Test Harness Methodology
This document explains how to design, run, and interpret experiments using the harness. It is intended for researchers, contributors, and any practitioner using the harness to generate evidence for their own compensating-control evaluations.
Goal
Produce a defensible, reproducible matrix of (scenario, control profile) → outcome records that quantifies which compensating controls actually mitigate which threats.
Experimental design
Variables
- Scenario: a single attack action targeting the emulated device. Each scenario is mapped to a STRIDE-HC category and exercises one or more of the device’s documented security constraints.
- Control profile: a defined combination of compensating controls toggled on or off via Docker Compose profiles. The defined profiles are:
baseline (none), ips, pam, segmentation, all.
- Outcome: one of
SUCCESS, MITIGATED, BLOCKED, BLOCKED_AUTH, BLOCKED_HTTP, BLOCKED_NET, PARTIAL, ERROR.
Hypotheses
The harness is designed to test specific hypotheses about which control profiles mitigate which scenarios. The expected matrix:
| Scenario |
baseline |
ips |
pam |
segmentation |
all |
| 01 ARP poisoning |
REACHABLE |
REACHABLE |
REACHABLE |
BLOCKED |
BLOCKED |
| 02 Firmware injection |
SUCCESS |
BLOCKED_NET |
BLOCKED_AUTH |
BLOCKED |
BLOCKED |
| 03 Cleartext HL7 sniff |
SUCCESS |
SUCCESS |
SUCCESS |
BLOCKED |
BLOCKED |
| 04 Protocol flood DoS |
SUCCESS |
MITIGATED |
SUCCESS |
BLOCKED |
BLOCKED |
| 05 Default-cred EoP |
SUCCESS |
BLOCKED_NET |
BLOCKED_AUTH |
BLOCKED |
BLOCKED |
Empirical results that diverge from this matrix are interesting and warrant investigation — they may indicate a control gap, a scenario implementation issue, or an emulator behaviour mismatch with real-world devices.
Running an experiment
Single-cell run
docker compose --profile pam up -d
docker compose exec attacker python runner.py 05-eop-default-credential.py --control-profile pam
Full matrix
The Makefile (make matrix) executes all 5 scenarios across all 5 control profiles, restarting the harness between profiles for clean state. Results are written to results/run-<timestamp>.csv.
make matrix
# Equivalent to:
# for profile in baseline ips pam segmentation all; do
# docker compose down
# if [ "$profile" != "baseline" ]; then
# docker compose --profile $profile up -d
# else
# docker compose up -d
# fi
# sleep 10 # wait for healthchecks
# docker compose exec -T attacker python runner.py --all --control-profile $profile
# done
# python aggregate-results.py results/run-*.csv > results/matrix.csv
Repetition for variance
A single matrix run produces a snapshot. For results suitable for reporting, run the matrix at least three times and compute outcome consistency. Variability in the harness is expected to come primarily from timing-sensitive scenarios (DoS recovery window, HL7 capture window).
Interpretation
Outcome classification
- SUCCESS — the attack achieved its objective (data captured, parameter modified, target downed). Compensating control did not mitigate.

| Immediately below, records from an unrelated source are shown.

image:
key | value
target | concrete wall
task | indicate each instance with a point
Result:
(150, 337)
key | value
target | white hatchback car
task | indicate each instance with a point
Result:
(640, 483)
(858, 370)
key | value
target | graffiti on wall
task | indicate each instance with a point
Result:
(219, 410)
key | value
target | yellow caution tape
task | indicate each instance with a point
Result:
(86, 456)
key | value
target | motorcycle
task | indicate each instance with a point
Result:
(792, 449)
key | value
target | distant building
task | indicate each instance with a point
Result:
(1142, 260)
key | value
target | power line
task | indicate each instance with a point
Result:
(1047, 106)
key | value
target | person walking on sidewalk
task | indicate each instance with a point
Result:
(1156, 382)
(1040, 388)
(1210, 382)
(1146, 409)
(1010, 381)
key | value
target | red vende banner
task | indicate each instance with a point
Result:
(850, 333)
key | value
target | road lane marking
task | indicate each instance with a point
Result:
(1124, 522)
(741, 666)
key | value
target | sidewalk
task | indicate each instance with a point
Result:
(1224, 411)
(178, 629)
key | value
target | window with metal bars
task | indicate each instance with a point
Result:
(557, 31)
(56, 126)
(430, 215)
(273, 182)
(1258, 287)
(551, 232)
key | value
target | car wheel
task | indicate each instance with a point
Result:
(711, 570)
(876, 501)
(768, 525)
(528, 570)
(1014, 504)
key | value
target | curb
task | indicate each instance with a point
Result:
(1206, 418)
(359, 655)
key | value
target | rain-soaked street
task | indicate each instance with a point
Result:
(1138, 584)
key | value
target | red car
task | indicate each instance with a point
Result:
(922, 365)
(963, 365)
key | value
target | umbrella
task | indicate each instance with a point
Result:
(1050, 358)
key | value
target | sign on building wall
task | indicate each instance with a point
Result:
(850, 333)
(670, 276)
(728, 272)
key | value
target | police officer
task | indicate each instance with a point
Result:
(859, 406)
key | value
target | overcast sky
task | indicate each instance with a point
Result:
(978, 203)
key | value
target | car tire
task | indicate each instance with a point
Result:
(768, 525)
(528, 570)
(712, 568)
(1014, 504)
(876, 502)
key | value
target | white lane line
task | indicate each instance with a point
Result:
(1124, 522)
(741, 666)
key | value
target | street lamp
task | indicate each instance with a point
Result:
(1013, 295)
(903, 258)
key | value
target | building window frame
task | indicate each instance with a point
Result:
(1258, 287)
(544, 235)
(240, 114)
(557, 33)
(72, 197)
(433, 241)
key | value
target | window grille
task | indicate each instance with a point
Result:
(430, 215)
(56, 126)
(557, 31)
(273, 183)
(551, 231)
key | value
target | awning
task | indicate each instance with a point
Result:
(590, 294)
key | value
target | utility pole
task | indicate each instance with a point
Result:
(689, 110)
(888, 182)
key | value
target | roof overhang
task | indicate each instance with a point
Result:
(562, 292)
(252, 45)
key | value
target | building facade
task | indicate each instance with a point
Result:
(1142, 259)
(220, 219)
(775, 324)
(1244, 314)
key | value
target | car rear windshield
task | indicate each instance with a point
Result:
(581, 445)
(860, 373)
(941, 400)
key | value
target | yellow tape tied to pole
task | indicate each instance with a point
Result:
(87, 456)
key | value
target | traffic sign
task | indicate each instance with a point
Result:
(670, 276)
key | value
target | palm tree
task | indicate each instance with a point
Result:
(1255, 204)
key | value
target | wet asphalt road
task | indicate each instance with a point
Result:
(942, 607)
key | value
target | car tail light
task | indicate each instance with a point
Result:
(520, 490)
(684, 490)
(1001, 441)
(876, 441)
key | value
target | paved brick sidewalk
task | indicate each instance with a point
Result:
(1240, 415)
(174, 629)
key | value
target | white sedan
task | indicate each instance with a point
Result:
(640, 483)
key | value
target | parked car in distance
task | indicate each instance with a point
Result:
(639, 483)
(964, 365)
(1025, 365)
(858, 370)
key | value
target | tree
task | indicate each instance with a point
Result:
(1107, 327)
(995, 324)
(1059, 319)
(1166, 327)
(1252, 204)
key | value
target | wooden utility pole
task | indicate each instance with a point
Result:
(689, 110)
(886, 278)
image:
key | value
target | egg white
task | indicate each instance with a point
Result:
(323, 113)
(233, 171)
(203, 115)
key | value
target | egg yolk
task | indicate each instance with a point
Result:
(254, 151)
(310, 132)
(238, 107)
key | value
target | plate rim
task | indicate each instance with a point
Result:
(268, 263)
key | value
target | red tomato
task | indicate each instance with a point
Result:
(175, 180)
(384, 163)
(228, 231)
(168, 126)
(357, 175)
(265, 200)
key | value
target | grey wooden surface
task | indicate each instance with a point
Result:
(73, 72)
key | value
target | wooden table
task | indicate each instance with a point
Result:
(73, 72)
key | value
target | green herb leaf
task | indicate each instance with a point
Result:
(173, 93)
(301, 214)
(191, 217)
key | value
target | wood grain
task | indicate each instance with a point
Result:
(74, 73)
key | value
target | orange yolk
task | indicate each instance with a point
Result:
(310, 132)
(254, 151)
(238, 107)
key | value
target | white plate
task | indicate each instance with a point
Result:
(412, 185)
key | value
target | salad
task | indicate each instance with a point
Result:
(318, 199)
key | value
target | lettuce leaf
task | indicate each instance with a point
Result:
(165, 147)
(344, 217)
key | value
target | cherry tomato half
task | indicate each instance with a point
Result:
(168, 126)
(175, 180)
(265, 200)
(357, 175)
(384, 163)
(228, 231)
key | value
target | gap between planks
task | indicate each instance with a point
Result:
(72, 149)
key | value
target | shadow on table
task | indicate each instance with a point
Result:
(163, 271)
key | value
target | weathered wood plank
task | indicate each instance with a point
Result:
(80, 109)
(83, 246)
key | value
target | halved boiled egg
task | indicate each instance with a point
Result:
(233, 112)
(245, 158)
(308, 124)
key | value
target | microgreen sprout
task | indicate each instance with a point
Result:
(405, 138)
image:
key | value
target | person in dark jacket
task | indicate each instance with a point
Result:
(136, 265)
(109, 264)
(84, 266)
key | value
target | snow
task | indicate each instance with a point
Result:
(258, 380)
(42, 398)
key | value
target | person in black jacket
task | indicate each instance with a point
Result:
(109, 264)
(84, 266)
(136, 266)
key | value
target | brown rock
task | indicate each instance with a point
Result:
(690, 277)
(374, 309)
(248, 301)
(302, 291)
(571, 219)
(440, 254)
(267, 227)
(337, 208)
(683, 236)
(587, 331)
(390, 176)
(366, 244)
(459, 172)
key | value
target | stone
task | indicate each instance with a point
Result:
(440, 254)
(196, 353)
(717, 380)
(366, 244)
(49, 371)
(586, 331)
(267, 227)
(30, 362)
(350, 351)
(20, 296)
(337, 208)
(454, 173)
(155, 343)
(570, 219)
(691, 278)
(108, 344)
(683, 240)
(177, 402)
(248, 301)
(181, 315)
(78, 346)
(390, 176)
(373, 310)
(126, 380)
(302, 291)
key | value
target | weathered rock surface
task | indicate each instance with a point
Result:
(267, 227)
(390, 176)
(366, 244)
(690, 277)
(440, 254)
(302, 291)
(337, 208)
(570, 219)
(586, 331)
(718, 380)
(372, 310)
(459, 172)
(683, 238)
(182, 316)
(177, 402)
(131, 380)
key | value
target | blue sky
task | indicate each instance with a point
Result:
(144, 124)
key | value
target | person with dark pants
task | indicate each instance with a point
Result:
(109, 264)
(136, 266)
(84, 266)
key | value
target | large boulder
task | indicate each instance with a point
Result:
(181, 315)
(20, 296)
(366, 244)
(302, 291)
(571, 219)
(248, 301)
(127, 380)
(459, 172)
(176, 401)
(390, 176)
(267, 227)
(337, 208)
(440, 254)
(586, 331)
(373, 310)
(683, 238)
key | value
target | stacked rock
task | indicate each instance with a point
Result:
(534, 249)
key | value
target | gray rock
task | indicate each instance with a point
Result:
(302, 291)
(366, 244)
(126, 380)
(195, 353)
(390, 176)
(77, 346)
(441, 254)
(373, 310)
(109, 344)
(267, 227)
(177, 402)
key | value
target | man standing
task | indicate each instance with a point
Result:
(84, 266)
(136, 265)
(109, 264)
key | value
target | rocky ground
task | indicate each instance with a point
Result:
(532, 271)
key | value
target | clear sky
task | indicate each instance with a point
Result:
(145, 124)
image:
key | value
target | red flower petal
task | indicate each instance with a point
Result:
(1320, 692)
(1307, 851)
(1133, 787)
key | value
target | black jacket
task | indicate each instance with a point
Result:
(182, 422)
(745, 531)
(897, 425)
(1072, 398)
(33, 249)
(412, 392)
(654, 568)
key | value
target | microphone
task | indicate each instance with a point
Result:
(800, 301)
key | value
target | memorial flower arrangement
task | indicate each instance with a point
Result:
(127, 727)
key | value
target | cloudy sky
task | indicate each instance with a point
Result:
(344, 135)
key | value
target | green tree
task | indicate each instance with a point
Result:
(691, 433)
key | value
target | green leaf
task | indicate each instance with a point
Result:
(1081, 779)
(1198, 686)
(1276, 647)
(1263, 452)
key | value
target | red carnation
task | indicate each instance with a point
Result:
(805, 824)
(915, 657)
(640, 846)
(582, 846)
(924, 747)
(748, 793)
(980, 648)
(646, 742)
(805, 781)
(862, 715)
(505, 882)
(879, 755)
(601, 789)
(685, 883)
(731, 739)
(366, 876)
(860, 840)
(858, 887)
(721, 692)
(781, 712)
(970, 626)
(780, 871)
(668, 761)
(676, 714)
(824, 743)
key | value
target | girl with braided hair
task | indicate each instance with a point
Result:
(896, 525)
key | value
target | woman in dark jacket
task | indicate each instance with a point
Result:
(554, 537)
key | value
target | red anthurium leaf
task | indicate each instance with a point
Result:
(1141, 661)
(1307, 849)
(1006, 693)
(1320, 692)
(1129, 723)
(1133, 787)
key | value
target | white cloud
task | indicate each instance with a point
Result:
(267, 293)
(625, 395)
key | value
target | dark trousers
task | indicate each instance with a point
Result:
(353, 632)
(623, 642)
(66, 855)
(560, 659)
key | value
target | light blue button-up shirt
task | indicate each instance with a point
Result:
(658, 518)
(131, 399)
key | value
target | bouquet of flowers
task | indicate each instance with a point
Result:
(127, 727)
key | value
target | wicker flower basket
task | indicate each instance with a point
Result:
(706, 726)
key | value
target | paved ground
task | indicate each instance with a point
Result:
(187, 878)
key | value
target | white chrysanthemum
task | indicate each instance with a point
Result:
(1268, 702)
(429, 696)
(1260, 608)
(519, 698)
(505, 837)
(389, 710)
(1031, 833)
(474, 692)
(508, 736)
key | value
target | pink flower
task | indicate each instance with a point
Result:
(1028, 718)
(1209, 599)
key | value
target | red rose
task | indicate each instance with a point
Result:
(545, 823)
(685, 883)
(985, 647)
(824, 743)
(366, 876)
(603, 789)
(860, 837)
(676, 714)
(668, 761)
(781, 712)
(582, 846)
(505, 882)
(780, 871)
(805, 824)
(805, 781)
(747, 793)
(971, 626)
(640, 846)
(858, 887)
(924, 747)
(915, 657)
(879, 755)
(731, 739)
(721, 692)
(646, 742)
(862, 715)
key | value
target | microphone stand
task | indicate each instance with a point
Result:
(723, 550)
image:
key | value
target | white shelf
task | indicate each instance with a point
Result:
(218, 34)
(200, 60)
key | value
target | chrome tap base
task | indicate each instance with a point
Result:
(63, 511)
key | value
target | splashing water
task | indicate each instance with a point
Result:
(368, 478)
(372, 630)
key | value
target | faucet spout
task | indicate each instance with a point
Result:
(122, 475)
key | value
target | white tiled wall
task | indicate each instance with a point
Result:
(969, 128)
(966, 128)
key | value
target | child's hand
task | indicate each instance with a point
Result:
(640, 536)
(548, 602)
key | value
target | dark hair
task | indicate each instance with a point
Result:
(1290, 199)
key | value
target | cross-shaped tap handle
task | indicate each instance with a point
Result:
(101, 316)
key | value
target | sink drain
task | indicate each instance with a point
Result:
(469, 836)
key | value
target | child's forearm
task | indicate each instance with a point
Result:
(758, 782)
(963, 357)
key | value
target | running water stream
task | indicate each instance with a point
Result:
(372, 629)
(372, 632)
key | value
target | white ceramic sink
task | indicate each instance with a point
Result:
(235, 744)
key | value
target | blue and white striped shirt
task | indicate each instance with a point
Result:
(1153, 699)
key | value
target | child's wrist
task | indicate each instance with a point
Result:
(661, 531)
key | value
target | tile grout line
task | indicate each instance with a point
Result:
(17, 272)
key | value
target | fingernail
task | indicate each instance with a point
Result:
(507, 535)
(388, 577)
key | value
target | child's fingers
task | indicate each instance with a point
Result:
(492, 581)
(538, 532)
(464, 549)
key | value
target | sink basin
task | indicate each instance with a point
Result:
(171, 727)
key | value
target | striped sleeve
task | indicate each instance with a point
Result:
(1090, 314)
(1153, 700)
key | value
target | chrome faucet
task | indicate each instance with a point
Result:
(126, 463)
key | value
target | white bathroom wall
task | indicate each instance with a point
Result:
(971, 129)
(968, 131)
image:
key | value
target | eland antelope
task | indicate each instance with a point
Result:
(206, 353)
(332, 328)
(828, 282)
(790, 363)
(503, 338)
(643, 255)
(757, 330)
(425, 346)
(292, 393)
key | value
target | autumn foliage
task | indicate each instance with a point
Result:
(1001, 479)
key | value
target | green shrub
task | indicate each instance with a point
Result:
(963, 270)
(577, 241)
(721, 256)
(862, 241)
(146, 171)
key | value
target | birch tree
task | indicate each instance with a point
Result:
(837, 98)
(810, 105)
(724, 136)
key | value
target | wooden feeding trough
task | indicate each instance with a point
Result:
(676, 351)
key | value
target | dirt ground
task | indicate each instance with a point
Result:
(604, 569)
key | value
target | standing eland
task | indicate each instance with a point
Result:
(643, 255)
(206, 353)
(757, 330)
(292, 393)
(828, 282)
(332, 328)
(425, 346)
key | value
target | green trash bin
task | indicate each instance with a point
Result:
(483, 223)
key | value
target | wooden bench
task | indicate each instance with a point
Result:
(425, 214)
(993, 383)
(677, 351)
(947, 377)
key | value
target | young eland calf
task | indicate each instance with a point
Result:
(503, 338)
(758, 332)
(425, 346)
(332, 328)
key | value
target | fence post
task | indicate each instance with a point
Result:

- MITIGATED — the attack reached the target but the target’s availability or integrity was preserved. Compensating control reduced impact.
- BLOCKED — the attack was prevented from reaching the target. Compensating control fully mitigated.
- BLOCKED_AUTH — the attack reached the application but failed authentication. PAM Pattern A working as intended.
- BLOCKED_HTTP — the application returned an HTTP error other than 401. Indicates rule-based filtering (e.g., IPS).
- BLOCKED_NET — connection refused or timed out at network layer. Network segmentation or IPS at the network layer.
- PARTIAL — the attack partially succeeded. Investigate the detail field for context.
- ERROR — the scenario failed to execute (test failure, not control success). Re-run.
Statistical considerations
For the binary classification of effective vs not-effective at the per-scenario level, a single matrix run is informative but not sufficient. Repeated runs with consistent outcomes increase confidence. For paper publication or formal evidence, three to five matrix runs with all-consistent outcomes is the suggested floor.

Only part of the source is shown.